In the case of the 7th table, four minute lines appeared as shown in Figure 3. When R2 was 4 or 2'0, a very smooth coating surface was obtained as shown in FIGS. 4(a) and 4(b) in Example 1.

Further, as in Example 1, the electromagnetic conversion characteristics of the tape made using the coating apparatus according to this example and the tape made using the conventional coating apparatus shown in FIG. The measurement results and RMS of the output and S/N ratio at a band frequency of 7 MHz are summarized in Table 8.

(Margin below) After coating, it was oriented and dried, and after calendering, it was slit to a predetermined width to create a tape.

When R2 was 3-, film thickness unevenness occurred in the coating width direction, and uniform coating could not be achieved. As a result of measuring the condition of the coating surface of each tape made with other R2 coating equipment using a three-dimensional surface roughness meter, the R2 was 21. , the film surface is very smooth, so compared to tapes made by applying R2 using 21-kaku coating equipment or conventional coating equipment, R
It was found that the MS was small, and both the reproduction output and the S/N ratio were at extremely high levels, and the effects of the present invention were remarkable in this example as well.

Comparative Example Using the conventional coating apparatus shown in FIG. 5, the magnetic coating liquid shown in Table 1 was applied as the magnetic coating liquid for the upper layer to a film thickness of 0.3 after drying.
The magnetic coating liquid shown in Table 2 as the lower layer magnetic coating liquid was discharged from the first slit so that the film thickness after drying was 3.0 μm.
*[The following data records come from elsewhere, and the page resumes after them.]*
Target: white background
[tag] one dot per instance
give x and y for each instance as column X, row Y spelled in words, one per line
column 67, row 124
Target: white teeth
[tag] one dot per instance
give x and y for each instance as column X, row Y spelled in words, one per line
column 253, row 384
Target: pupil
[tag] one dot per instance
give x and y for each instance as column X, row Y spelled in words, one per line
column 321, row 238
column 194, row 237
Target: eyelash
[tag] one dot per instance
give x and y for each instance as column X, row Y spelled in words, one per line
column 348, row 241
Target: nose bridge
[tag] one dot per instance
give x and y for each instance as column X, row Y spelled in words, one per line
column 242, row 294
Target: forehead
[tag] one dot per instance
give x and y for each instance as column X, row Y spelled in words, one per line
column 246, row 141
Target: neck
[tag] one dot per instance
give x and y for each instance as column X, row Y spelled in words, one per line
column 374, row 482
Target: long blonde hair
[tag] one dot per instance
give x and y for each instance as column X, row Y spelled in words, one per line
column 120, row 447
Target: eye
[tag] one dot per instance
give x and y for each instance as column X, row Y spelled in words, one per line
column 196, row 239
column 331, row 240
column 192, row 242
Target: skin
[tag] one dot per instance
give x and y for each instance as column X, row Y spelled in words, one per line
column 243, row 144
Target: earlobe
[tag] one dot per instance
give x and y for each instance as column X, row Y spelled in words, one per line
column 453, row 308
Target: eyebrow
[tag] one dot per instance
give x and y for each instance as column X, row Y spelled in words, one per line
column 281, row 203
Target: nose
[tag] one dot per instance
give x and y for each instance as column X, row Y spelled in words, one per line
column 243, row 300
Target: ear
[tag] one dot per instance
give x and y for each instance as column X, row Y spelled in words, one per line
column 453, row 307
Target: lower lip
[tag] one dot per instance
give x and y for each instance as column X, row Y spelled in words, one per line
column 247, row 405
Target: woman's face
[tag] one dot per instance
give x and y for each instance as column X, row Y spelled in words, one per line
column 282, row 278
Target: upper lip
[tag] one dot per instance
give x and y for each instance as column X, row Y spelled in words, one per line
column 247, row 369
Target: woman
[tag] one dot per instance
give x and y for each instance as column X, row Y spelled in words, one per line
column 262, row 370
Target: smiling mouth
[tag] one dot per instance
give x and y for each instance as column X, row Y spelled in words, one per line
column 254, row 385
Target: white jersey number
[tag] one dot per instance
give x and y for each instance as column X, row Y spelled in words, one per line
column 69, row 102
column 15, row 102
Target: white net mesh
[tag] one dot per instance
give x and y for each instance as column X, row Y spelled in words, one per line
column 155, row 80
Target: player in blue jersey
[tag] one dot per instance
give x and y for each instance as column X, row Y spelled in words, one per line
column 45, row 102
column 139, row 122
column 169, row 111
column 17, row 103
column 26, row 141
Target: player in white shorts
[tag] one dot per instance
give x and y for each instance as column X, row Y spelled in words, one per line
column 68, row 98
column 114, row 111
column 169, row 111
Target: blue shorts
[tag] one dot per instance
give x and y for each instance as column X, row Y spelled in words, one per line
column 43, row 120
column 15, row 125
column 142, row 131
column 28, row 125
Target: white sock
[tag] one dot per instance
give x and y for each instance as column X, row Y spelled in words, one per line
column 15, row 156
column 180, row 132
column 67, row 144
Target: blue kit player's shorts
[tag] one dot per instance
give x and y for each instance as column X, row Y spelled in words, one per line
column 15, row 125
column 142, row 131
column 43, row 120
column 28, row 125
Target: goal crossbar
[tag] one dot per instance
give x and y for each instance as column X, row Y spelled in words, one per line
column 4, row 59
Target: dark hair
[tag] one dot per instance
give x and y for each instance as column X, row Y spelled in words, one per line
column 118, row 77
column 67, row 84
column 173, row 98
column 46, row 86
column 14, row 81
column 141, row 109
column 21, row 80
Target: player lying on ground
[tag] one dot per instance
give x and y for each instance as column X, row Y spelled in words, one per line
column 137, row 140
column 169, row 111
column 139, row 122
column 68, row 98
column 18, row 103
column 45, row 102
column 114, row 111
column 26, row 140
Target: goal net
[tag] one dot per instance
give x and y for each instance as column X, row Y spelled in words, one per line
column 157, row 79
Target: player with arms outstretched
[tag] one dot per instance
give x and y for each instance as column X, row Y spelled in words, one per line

It was coated on a polyethylene terephthalate film with a diameter of 14 μm. The coating speed was 100 m/min, and the support tension was 200 g/cm. v! After being oriented, dried and calendered, the tape was slit to a predetermined width.

Figure 3 shows the results of measuring the coating surface of the tape with a three-dimensional surface roughness needle.
Table 4 shows electromagnetic conversion characteristics such as N ratio.
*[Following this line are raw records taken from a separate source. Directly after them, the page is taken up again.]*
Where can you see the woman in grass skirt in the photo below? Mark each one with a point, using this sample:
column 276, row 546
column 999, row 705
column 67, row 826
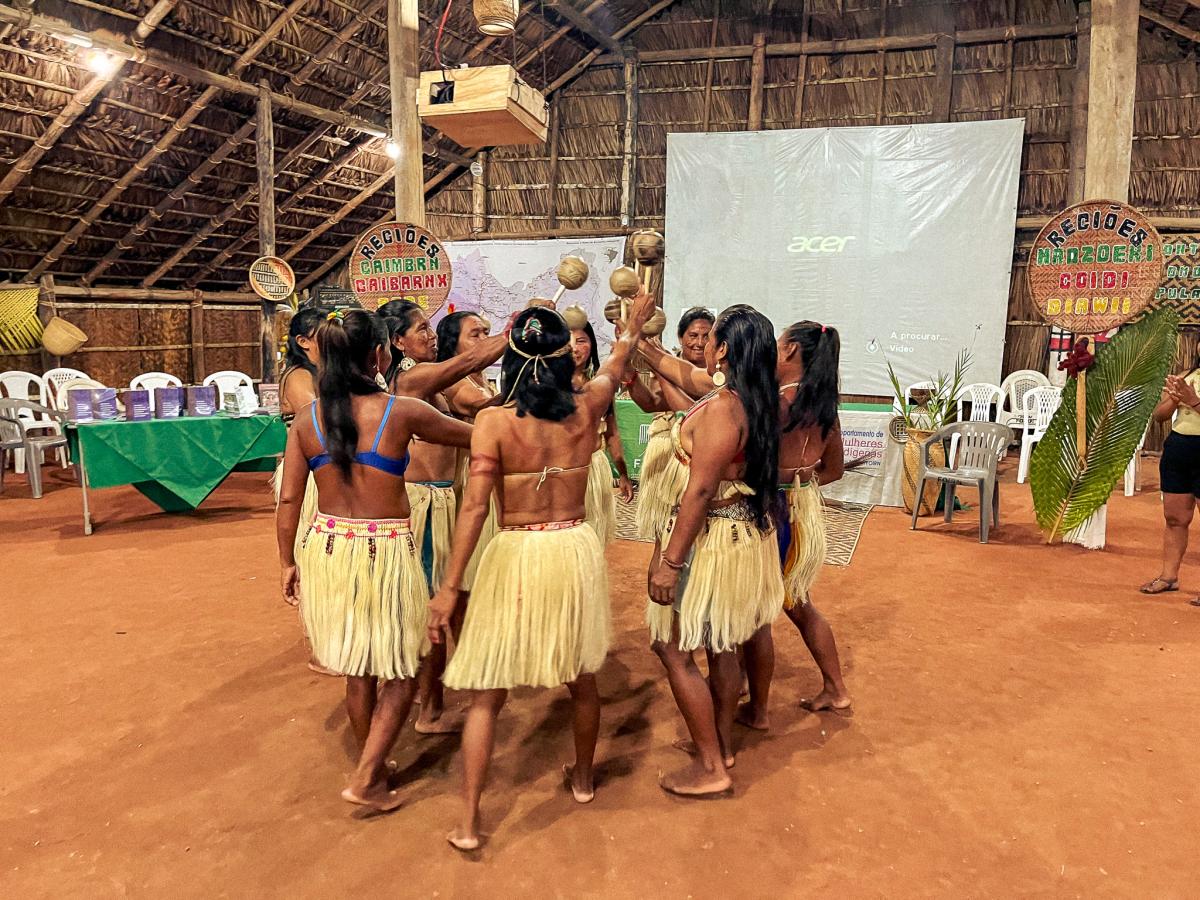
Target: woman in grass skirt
column 358, row 574
column 539, row 610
Effects of the Invention As described above, according to the present invention, when coating a video tape with a two-layer magnetic layer structure, it is possible to apply a magnetic powder with a strong magnetic force and a small average particle size in the long axis direction. It is now possible to apply a highly magnetic coating liquid to a very smooth coating surface. As a result, the product quality of the multilayered high-density magnetic recording medium can be significantly improved.
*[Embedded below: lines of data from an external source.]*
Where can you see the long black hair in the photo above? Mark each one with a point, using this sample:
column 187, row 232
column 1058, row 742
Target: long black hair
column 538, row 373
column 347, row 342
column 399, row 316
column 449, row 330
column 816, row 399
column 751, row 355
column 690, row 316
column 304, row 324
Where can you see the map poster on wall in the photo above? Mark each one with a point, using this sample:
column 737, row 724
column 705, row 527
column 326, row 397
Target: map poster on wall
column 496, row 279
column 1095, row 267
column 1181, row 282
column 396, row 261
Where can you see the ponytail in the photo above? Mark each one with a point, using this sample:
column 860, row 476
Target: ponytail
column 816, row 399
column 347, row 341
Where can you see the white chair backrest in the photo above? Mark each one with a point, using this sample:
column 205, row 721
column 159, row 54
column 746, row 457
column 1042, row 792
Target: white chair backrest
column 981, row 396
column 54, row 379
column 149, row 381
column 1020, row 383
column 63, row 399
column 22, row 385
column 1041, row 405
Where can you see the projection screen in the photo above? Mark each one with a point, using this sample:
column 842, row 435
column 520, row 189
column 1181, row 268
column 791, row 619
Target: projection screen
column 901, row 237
[Brief explanation of drawings]

1 and 2 are cross-sectional views showing one embodiment of the coating device of the present invention, FIGS. 3 and 4 are explanatory views three-dimensionally expressing the surface roughness of the coating film surface, and FIG. 5 is a sectional view of a conventional coating device. 1...First lip, 2...Second lip, 3...Third lip, 4...First slit, 5......・Second slit, 6...First manifold, 7...Second manifold, 8
...First pump, 9...Second pump,
10... Coating liquid for lower layer, 1... Coating liquid for upper layer, 12... Support.

Claims (1)

[Claims] (1) It has three lips and two slits, and the cross-sectional shape of the tip of the lip on the downstream side of the slit is a curved surface, the edge of the second lip on the first slit side is A, and the edge of the second lip on the second slit side is B. When the edge of the third lip on the opposite side to the slit is C, the angle between the tangent X at A and the tangent Y at B is θ1, and the angle between the tangent Y and the tangent Z at C is θ2, 5 In a coating device that satisfies ゜≦θ1≦45゜5゜≦θ2≦45゜, when α is the distance in the support running direction from the point of contact D between the tangent Y at B and the third lip to the C, 2 mm. A coating device characterized in that ≦α≦6 mm and the third lip radius of curvature R2 satisfies 4 mm≦R2≦20 mm.